Uluslararası Globalleşme Sürecinde Kırgızistan’da Din Bilimleri ve Ahlak Bilgisi Öğretiminin Meseleleri Sempozyumu (21-22 Mayıs 2007), Bishkek, Kırgızistan, 21 - 22 Mayıs 2007, ss.310-315
Bir zamanlar Sünnî- Hanefî dini anlayışın temsilciliğini yapmış, ilim ve irfan
merkezi olarak tanınmış, bu anlayışın dev şahsiyetlerini ve eserlerini ortaya çıkarmış olan bu bölge, uzun yıllar SSCB yönetimi altında bulunmasıyla, sahip olduğu
dini değerlerden uzaklaşmak mecburiyetinde kalmıştır. Zira SSCB, XVIII. Yüzyılın
ortalarında bu ülkeleri işgal etmeye başlamış, özellikle de XIX. Yüzyılın ikinci yarısından itibaren bu bölgelere Rus nüfusu yerleştirme ve Hıristiyanlaştırma faaliyetlerine girişmiştir. 1917 devriminden sonra ise tamamen dinsizlik politikası izleyerek,
bütünüyle din eğitimini ve dini kurumları yasaklamıştır. SSCB’nin dağılmasından
sonra bağımsızlıklarına kavuşan bölge halkları, dini kimlik açısından büyük problemlerle baş başa kalmışlardır. İlk anda tarihî genlerinde taşıdıkları İslâmî birikimlerle dine yoğun ilgi gösteren halk, din adamı, din eğitimi veren kurumlar ve dini
literatür yetersizliği gibi sebeplerle sağlam bir dini anlayışa sahip olma bakımından
büyük engellerle karşılaşmıştır. Ayrıca bu bölgelerde ister İslâmî kaynaklı olsun, ister başka din kaynaklı olsun çeşitli dini grupların serbestçe faaliyet gösterecekleri
müsait zeminler teşekkül etmiştir. Öğrenebildiğimiz ve tanık olabildiğimiz kadarıyla
yüzlerce dini menşe’li grup bu topraklarda faaliyet göstermektedir.
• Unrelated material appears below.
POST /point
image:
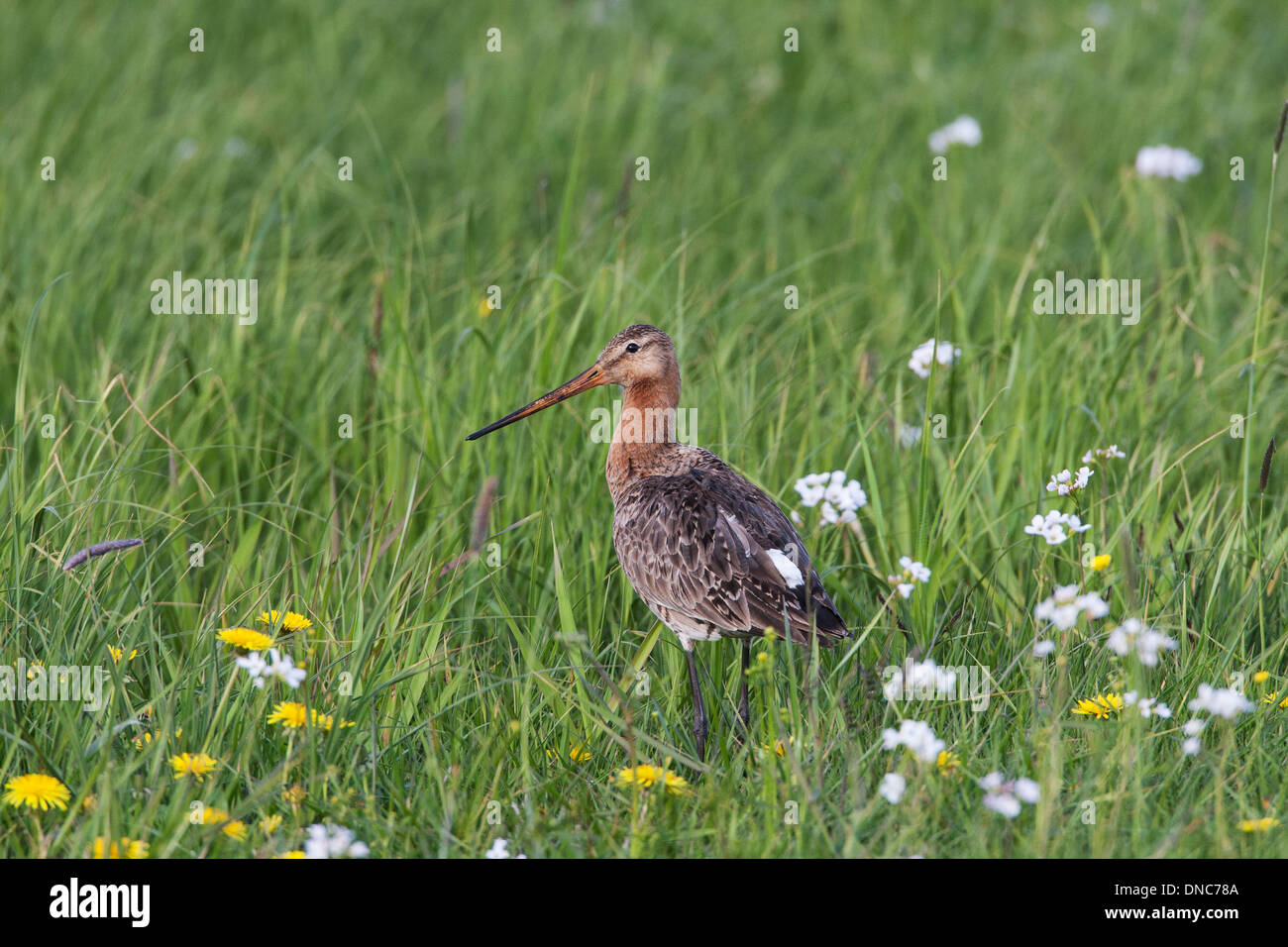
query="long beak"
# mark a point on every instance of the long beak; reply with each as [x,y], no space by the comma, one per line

Devlet yetkilileri
demokrasi ve özgürlük adına her türlü dini akımın çalışmalarına izin vermektedirler.
Fakat ülkede bu girişimin oluşturacağı kaos ortamının, halkın dini anlayışı üzerinde
oluşturacağı menfi durum pek nazar-ı dikkate alınmamaktadır.